Après un règne bref de trois ans, la vie d’Abijam nous apporte un enseignement bien pratique. En effet, si l’Éternel a décidé de faire bénéficier Abijam de sa miséricorde et de sa grâce imméritée, ce n’est certainement pas grâce aux qualités de ce roi et encore moins à ses capacités naturelles à gérer son royaume. La raison qui a motivé Dieu à rester aux côtés d’Abijam nous est donnée dans le premier livre des Rois. En effet, ce livre nous rappelle que Dieu revient à plusieurs reprises sur son désir d’épargner Juda. 1 Rois 15.4 : « À cause de David, l’Éternel son Dieu, lui donna une lampe à Jérusalem, en établissant son fils après lui et en laissant subsister Jérusalem ». C’est le rappel de ce que Dieu avait déjà dit à Salomon dans 1 Rois 11.35-36 Moi, l’Éternel, j’ôterai le royaume de la main de Salomon, le Fils de David et j’en donnerai dix tribus à Jéroboam.

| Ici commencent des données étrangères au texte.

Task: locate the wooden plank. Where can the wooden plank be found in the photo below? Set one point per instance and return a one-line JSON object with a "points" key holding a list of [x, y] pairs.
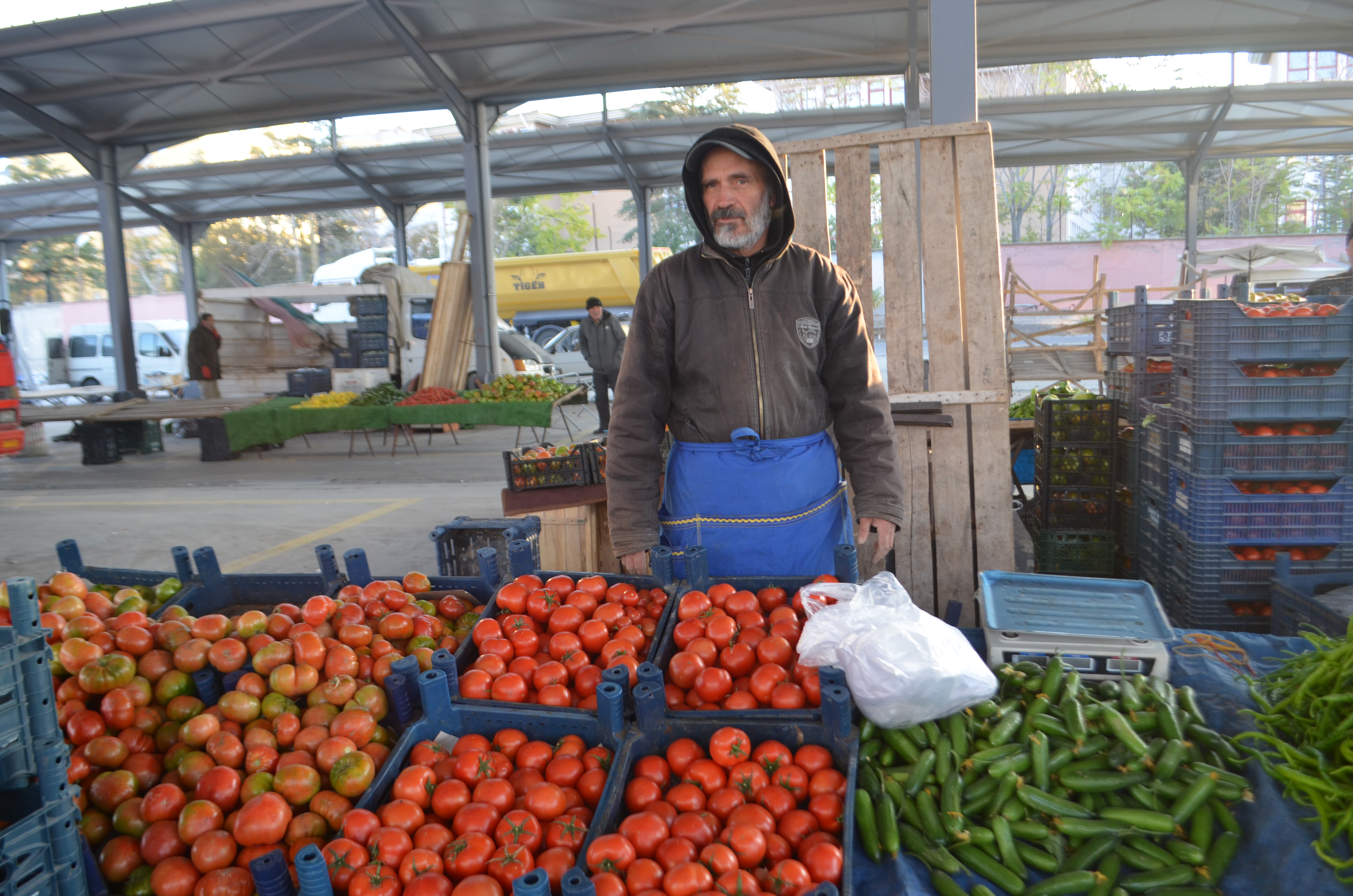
{"points": [[954, 578], [914, 562], [808, 172], [854, 225], [881, 139], [984, 332], [953, 397]]}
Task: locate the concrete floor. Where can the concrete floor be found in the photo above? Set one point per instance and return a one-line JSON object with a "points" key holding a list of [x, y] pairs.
{"points": [[262, 514]]}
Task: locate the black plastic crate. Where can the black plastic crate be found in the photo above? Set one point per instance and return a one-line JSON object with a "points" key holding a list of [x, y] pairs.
{"points": [[1126, 520], [98, 444], [1130, 388], [1304, 600], [1072, 551], [373, 324], [1141, 328], [1220, 329], [1067, 465], [368, 305], [359, 341], [140, 438], [1214, 511], [1224, 449], [525, 474], [1221, 390], [308, 381], [459, 543], [374, 359], [1092, 421]]}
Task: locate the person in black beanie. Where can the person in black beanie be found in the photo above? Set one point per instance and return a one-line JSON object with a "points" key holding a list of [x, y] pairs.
{"points": [[1337, 283]]}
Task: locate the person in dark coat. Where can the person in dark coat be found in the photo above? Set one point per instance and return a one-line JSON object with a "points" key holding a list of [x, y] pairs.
{"points": [[205, 357], [603, 343]]}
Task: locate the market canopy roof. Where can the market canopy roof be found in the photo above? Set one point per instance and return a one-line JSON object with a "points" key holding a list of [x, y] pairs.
{"points": [[166, 72], [1270, 120]]}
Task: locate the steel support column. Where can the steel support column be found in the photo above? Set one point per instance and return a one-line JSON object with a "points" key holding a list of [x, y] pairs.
{"points": [[479, 202], [953, 61], [116, 271], [643, 204]]}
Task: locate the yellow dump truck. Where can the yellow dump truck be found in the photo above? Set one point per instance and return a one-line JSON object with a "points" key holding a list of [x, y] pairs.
{"points": [[561, 283]]}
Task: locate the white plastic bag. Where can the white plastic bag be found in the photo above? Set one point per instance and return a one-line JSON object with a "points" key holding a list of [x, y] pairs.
{"points": [[903, 665]]}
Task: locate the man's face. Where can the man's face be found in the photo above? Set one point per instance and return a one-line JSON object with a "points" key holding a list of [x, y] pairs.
{"points": [[737, 200]]}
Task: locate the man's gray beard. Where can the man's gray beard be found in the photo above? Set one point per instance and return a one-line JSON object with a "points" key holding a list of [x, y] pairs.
{"points": [[757, 226]]}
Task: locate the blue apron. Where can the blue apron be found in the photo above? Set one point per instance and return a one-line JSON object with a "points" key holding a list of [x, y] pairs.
{"points": [[760, 507]]}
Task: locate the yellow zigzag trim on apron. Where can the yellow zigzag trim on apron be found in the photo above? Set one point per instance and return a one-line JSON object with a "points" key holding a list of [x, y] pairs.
{"points": [[750, 520]]}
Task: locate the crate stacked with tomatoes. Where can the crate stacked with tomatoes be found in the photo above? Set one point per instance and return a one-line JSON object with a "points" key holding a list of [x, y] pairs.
{"points": [[1257, 440], [550, 642], [1072, 516], [178, 796]]}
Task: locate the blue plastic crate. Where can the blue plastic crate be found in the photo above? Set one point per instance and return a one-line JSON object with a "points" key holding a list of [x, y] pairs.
{"points": [[1141, 328], [1220, 390], [1301, 600], [1024, 467], [1220, 329], [469, 652], [458, 543], [1213, 511], [481, 716], [68, 555], [1218, 449], [700, 580], [655, 730]]}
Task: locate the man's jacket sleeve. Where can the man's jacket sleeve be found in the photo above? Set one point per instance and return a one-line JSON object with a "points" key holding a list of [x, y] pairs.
{"points": [[861, 415], [639, 420]]}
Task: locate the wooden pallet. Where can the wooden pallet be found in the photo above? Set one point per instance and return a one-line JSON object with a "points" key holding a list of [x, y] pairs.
{"points": [[941, 242]]}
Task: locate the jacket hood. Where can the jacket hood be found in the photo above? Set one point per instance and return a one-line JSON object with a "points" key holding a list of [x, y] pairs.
{"points": [[750, 143]]}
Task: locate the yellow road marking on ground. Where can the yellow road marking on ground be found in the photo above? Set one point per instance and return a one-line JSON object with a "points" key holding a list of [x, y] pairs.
{"points": [[310, 538]]}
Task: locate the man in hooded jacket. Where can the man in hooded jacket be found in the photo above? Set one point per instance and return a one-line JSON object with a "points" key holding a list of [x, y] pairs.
{"points": [[747, 347]]}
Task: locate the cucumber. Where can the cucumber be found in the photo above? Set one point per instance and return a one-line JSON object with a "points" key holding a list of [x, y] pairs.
{"points": [[1064, 884]]}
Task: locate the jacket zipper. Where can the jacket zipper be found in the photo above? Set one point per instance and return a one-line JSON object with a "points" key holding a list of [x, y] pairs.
{"points": [[751, 309]]}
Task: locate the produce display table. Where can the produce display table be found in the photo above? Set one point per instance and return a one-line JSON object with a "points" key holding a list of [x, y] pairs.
{"points": [[275, 421], [1275, 855]]}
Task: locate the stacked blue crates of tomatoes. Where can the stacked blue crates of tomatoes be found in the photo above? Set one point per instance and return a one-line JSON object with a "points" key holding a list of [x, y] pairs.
{"points": [[1072, 515], [1259, 459]]}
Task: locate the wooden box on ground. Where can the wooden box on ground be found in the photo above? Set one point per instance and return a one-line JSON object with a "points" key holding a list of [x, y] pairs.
{"points": [[941, 236], [574, 533]]}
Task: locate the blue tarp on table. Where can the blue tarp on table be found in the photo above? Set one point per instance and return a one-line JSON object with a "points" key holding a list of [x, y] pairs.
{"points": [[1275, 855]]}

Je laisserai cependant une tribu à son fils afin que David, mon serviteur, ait toujours une lampe devant moi à Jérusalem, la ville que j’ai choisie pour y mettre mon nom ».
L’enseignement de ce passage est toujours d’actualité. En effet, il existe toujours un héritage spirituel qui est source de bénédiction pour de nombreuses générations. Nos ancêtres croyants ont laissé inévitablement des traces indélébiles sur plusieurs générations. Combien d’arrière-grands-parents, de grands-parents, de parents ont été fervents et réguliers dans leurs prières à l’égard de leurs enfants, de leurs petits-enfants, de leurs arrière-petits-enfants. Même s’ils n’en voyaient pas immédiatement l’exaucement, ils savaient que le jour allait venir où Dieu ferait justice à toutes leurs supplications. C’est ainsi qu’au jour venu, Dieu sait se révéler à la nouvelle génération, même lorsqu’elle s’est éloignée pour quelque temps de Lui. Agissons de même pour les générations qui nous suivent. En effet, l’Éternel sait garder toutes les générations de malédictions pourtant méritées tout simplement parce qu’Il se souvient de cette « lampe » allumée en son temps et dont l’éclat de la lumière ne s’est jamais éteint malgré parfois les nombreuses années qui se sont écoulées.